Evan Rothstein

Denver Broncos
- Title: Director of game management/assistant quarterbacks coach

Career information
- High school: Bellmore (NY) John F. Kennedy High School
- College: SUNY Cortland

Career history
- Cortland (2006–2009) Student assistant; Syracuse (2010–2011) Offensive quality control coach; Detroit Lions (2012–2020) Special teams quality control coach (2012–2013); Special projects coach (2014); Offensive assistant (2015–2017); Head coach assistant/research & analyst (2018–2020); ; New England Patriots (2021–2024) Research and analysis/coaching (2021); Offensive assistant (2022); Assistant quarterbacks coach (2023); Assistant quarterbacks coach/director of game management (2024); ; Denver Broncos (2025–present) Director of game management/offensive line assistant (2025); Director of game management/assistant quarterbacks coach (2026–present); ;

= Evan Rothstein =

American football coach

Evan Rothstein is an American professional football coach who is the director of game management and assistant quarterbacks coach for the Denver Broncos of the National Football League (NFL).

==Early life and education==
Evan Rothstein is a native of Merrick, New York and attended Bellmore John F. Kennedy High School. He graduated from SUNY Cortland in 2009 with a bachelor in sports management; he followed with a 2012 master's degree in sports management.

==Coaching career==
===SUNY Cortland===
From 2006 to 2009 he was a student assistant football coach at Cortland. His duties included video operations, assisting with the offensive line and quality control. In the 2010 spring season, he worked briefly with the Cortland offensive line, before moving on to Syracuse.

===Syracuse University===
Rothstein interned with Syracuse's video operations department during the fall of 2009. Rothstein spent two seasons at Syracuse, 2010–2011, as an offensive quality control coach.

===Detroit Lions===
He joined the Lions in 2012 as a quality control/special team coach and had responsibility for breaking down film of opponents. Rothstein was offensive assistant coach from 2015–2017. In 2018, under coach Matt Patricia, he became "head coach assistant/research & analyst," mainly focusing on defense. In December 2020, because of quarantine restrictions, he became the defensive play caller for a game against Tom Brady.

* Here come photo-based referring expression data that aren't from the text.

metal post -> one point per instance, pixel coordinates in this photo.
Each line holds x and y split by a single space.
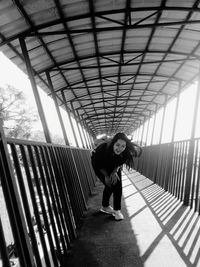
13 204
70 119
79 131
57 108
162 123
191 148
35 90
171 146
147 131
142 132
86 139
176 113
154 122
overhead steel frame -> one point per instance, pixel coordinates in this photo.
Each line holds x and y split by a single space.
39 104
192 145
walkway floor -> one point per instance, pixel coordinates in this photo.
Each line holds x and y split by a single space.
158 231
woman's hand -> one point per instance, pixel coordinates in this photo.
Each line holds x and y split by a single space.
114 178
108 181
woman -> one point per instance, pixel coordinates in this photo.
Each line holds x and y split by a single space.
107 161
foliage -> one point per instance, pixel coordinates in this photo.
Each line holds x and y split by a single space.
15 113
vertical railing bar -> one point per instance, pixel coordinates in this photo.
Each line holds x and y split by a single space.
74 185
173 168
13 205
35 174
198 184
64 194
3 248
50 193
194 174
44 212
185 164
179 170
25 203
60 216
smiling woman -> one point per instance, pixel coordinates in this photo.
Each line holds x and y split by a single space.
107 161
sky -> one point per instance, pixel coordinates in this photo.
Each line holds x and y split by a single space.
12 75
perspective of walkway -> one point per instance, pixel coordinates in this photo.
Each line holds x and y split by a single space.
158 231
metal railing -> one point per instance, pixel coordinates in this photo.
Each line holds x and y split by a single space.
46 188
175 167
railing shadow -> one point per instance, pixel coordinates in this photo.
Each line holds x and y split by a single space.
102 241
171 232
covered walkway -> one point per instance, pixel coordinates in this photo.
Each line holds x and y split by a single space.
158 231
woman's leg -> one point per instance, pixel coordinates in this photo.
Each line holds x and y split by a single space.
117 193
107 192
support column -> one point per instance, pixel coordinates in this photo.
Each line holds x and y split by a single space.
142 132
176 113
162 123
154 123
171 146
70 119
85 136
35 90
57 108
191 147
147 131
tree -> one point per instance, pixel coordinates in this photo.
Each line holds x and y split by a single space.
16 114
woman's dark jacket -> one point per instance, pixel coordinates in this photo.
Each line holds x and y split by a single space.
105 158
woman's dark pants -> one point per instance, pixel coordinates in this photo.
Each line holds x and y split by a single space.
116 190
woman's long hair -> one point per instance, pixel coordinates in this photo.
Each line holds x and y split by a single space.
131 151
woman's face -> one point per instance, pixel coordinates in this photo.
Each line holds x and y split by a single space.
119 146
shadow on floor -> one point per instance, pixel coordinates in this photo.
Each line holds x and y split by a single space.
102 241
158 231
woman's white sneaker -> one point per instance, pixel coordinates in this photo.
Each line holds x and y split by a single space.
118 215
108 210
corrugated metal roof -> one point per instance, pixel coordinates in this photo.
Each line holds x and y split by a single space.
115 61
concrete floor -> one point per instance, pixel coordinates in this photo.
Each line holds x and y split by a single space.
158 231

===New England Patriots===
Rothstein moved to the Patriots in 2021, with Matt Patricia. He started as a member of the research and analysis department. He moved up to offensive assistant in 2022 and in 2023 became assistant quarterback coach. In the 2024 move to a new head coach, Rothstein was retained and given a new role, assisting head coach Jerod Mayo in situational matters; there was no official name designated for this position. His role appears to have been similar to that of former Patriot research director, Ernie Adams.

=== Denver Broncos ===
On March 6, 2025, Rothstein was hired by the Denver Broncos as their director of game management and offensive line assistant. Ahead of the 2026 season, Rothstein was named the assistant quarterbacks coach in addition to his duties as director of game management.

==Personal==
Rothstein is married and has three children. Rothstein is Jewish.